El 12 de enero de 1959 anota lacónicamente la muerte de un personaje inefable que marcó a Ciorán por su elegante independencia y sutileza: Susana Soca. A ella dedicará un poema en prosa (poema de filósofo) muchos años después en Ejercicios de Admiración, «Ella no era de aquí…». La evoca con una especie de epitafio de Borges a Susana Soca: Dioses que moran más allá del ruego/ La abandonaron a ese tigre, el Fuego.
Ciorán gozaba y valoraba la extraña cultura periférica y europeo‑tardía de los argentinos. Escribe en los Cuadernos: «Que me dejen mi tango cotidiano. Llevo en mí una Argentina secreta». En el mundo iberoamericano veía la posibilidad de un renacimiento vital y cultural que ya Europa no podía asumir. Admiraba la grandeza de España y añoraba la barbaría rusa, en estos tiempos de blandura y decadencia.
La ausencia del que no quiso estar
En los Cuadernos, el filósofo desaparecido parece seguir hablando a sus amigos, a esos a los que se dirigió sin púlpito ni estrado, de igual a igual. Maravilloso Ciorán, contradictorio como todo hombre sincero, como un pensador que se siente verdaderamente a solas. Coherente en todos sus impulsos por privilegiar más bien la perplejidad y hasta la incoherencia.
Su frescura proviene de su fidelidad a la idea apenas intuida, con rocío de verdad primigenia, antes de ser procesada por la razón o la definición del pensar público. Toda su obra son asomos sinceros, desenmascaramientos, veladas sugerencias de nuevos caminos. Trató de conjugar el pensar con la infinita veleidad de lo humano. Por eso temió el sistema, lo académico, la presión de ese «pensamiento público» (filosófico o político) que ya había temido su admirado Kierkegaard.

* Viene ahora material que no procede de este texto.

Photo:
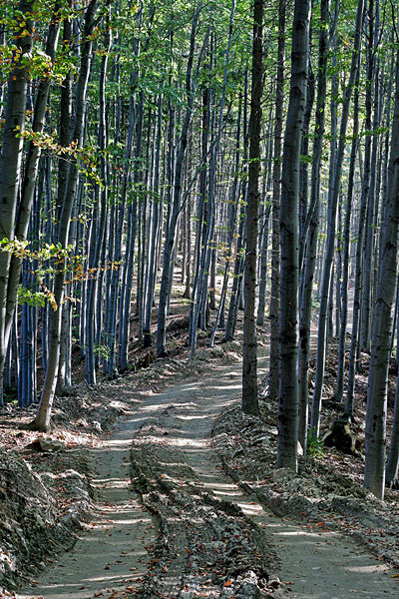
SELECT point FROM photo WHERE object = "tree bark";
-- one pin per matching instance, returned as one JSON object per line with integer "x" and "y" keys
{"x": 289, "y": 223}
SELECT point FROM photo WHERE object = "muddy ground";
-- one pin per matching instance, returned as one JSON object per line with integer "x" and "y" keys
{"x": 213, "y": 540}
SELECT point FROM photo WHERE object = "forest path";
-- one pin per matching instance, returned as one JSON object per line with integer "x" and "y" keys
{"x": 110, "y": 558}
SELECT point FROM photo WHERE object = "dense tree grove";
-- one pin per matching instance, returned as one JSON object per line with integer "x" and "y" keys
{"x": 241, "y": 154}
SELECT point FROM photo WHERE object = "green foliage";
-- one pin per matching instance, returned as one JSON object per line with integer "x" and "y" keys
{"x": 315, "y": 447}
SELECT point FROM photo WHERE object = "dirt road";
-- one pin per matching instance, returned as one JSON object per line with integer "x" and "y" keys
{"x": 214, "y": 541}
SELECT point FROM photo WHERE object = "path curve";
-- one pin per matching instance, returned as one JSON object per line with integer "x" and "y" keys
{"x": 313, "y": 566}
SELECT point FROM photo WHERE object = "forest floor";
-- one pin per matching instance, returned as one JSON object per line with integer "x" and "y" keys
{"x": 200, "y": 520}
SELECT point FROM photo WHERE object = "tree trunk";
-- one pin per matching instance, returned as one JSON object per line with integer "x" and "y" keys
{"x": 288, "y": 346}
{"x": 374, "y": 474}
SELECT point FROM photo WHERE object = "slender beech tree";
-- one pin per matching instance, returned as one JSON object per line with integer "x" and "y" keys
{"x": 374, "y": 474}
{"x": 249, "y": 373}
{"x": 278, "y": 129}
{"x": 12, "y": 151}
{"x": 331, "y": 227}
{"x": 42, "y": 420}
{"x": 287, "y": 423}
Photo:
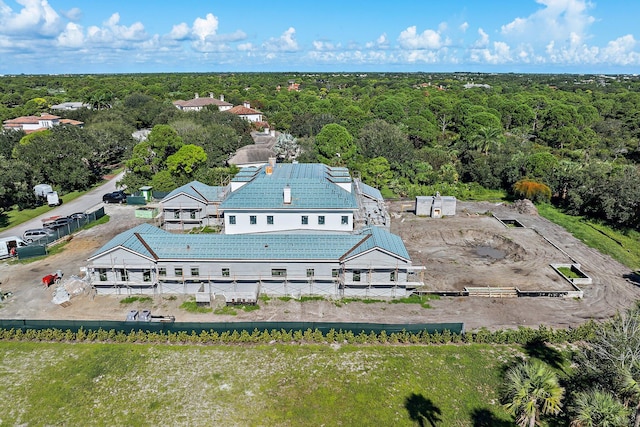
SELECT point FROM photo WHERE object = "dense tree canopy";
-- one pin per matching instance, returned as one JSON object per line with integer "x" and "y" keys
{"x": 579, "y": 135}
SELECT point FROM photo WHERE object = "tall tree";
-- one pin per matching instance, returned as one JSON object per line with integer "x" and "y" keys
{"x": 335, "y": 145}
{"x": 532, "y": 389}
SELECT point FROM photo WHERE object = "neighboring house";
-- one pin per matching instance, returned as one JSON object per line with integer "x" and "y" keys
{"x": 148, "y": 260}
{"x": 198, "y": 103}
{"x": 44, "y": 121}
{"x": 192, "y": 205}
{"x": 70, "y": 106}
{"x": 257, "y": 154}
{"x": 246, "y": 112}
{"x": 290, "y": 196}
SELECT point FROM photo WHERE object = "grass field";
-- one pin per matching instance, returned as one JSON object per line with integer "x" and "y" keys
{"x": 269, "y": 385}
{"x": 624, "y": 248}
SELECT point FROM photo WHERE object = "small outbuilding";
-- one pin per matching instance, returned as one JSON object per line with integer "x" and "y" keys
{"x": 435, "y": 206}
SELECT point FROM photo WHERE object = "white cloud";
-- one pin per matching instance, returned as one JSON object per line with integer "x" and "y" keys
{"x": 428, "y": 39}
{"x": 203, "y": 28}
{"x": 285, "y": 43}
{"x": 483, "y": 41}
{"x": 381, "y": 42}
{"x": 180, "y": 32}
{"x": 322, "y": 45}
{"x": 36, "y": 17}
{"x": 557, "y": 20}
{"x": 204, "y": 34}
{"x": 72, "y": 36}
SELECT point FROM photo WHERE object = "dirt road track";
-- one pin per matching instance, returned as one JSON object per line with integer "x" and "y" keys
{"x": 609, "y": 292}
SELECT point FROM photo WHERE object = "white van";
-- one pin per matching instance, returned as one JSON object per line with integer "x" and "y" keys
{"x": 9, "y": 246}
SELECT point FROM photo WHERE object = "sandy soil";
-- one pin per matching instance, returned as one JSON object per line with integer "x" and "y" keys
{"x": 470, "y": 249}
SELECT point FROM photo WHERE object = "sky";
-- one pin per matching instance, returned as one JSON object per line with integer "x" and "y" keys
{"x": 139, "y": 36}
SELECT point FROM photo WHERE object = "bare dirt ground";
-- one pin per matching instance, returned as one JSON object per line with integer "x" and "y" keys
{"x": 470, "y": 249}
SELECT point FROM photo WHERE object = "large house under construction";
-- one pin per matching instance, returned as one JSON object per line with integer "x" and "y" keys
{"x": 289, "y": 229}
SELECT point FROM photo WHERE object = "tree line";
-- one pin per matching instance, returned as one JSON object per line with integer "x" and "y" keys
{"x": 570, "y": 139}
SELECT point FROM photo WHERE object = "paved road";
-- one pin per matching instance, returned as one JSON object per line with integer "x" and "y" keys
{"x": 85, "y": 203}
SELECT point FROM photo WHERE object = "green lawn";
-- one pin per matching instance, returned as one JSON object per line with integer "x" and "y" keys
{"x": 270, "y": 385}
{"x": 624, "y": 248}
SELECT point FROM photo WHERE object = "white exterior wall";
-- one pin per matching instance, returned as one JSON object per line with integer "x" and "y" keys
{"x": 286, "y": 221}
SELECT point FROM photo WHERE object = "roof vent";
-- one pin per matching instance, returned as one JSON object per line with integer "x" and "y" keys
{"x": 287, "y": 195}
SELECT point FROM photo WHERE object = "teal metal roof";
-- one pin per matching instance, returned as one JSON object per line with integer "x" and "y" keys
{"x": 310, "y": 186}
{"x": 370, "y": 191}
{"x": 330, "y": 246}
{"x": 381, "y": 238}
{"x": 198, "y": 190}
{"x": 127, "y": 239}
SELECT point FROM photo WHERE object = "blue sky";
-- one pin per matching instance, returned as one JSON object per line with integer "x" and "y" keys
{"x": 551, "y": 36}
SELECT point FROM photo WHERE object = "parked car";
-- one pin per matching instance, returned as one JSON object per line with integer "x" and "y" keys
{"x": 77, "y": 215}
{"x": 58, "y": 222}
{"x": 37, "y": 234}
{"x": 115, "y": 197}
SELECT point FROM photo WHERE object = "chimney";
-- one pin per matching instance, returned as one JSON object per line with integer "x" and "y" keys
{"x": 287, "y": 195}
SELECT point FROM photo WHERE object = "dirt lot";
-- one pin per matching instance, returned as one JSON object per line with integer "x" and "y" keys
{"x": 470, "y": 249}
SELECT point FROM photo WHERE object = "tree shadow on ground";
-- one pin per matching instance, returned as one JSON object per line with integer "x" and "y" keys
{"x": 4, "y": 219}
{"x": 422, "y": 410}
{"x": 633, "y": 277}
{"x": 539, "y": 349}
{"x": 483, "y": 417}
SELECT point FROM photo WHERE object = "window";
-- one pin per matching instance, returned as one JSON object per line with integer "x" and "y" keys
{"x": 278, "y": 272}
{"x": 123, "y": 274}
{"x": 356, "y": 275}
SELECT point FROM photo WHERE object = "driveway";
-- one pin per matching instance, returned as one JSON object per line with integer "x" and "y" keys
{"x": 84, "y": 203}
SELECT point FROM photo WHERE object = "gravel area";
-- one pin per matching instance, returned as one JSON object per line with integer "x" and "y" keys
{"x": 471, "y": 249}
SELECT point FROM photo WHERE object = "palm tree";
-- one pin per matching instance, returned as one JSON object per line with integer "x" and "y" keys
{"x": 486, "y": 138}
{"x": 532, "y": 389}
{"x": 597, "y": 408}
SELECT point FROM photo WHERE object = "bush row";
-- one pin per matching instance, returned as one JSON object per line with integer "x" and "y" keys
{"x": 508, "y": 336}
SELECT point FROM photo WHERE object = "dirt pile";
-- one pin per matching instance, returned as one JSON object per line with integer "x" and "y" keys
{"x": 525, "y": 207}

Sabía que la verdad no es más que ese asomo frágil, casi titubeante, tangencial, a punto de congelarse en palabras prestigiosas. Salvo personalidades de gran carácter (carácter hecho estilo) como Unamuno o Kierkegaard o Schopenhauer o Nietzsche, que pueden abordar los grandes temas sin perder la raíz del pensar personal, básico, genésico. Ciorán sabía que no había tenido la dimensión de los mencionados, pero sabía que los había igualado en sinceridad, con su modesto ejercicio de suscitadora provocación.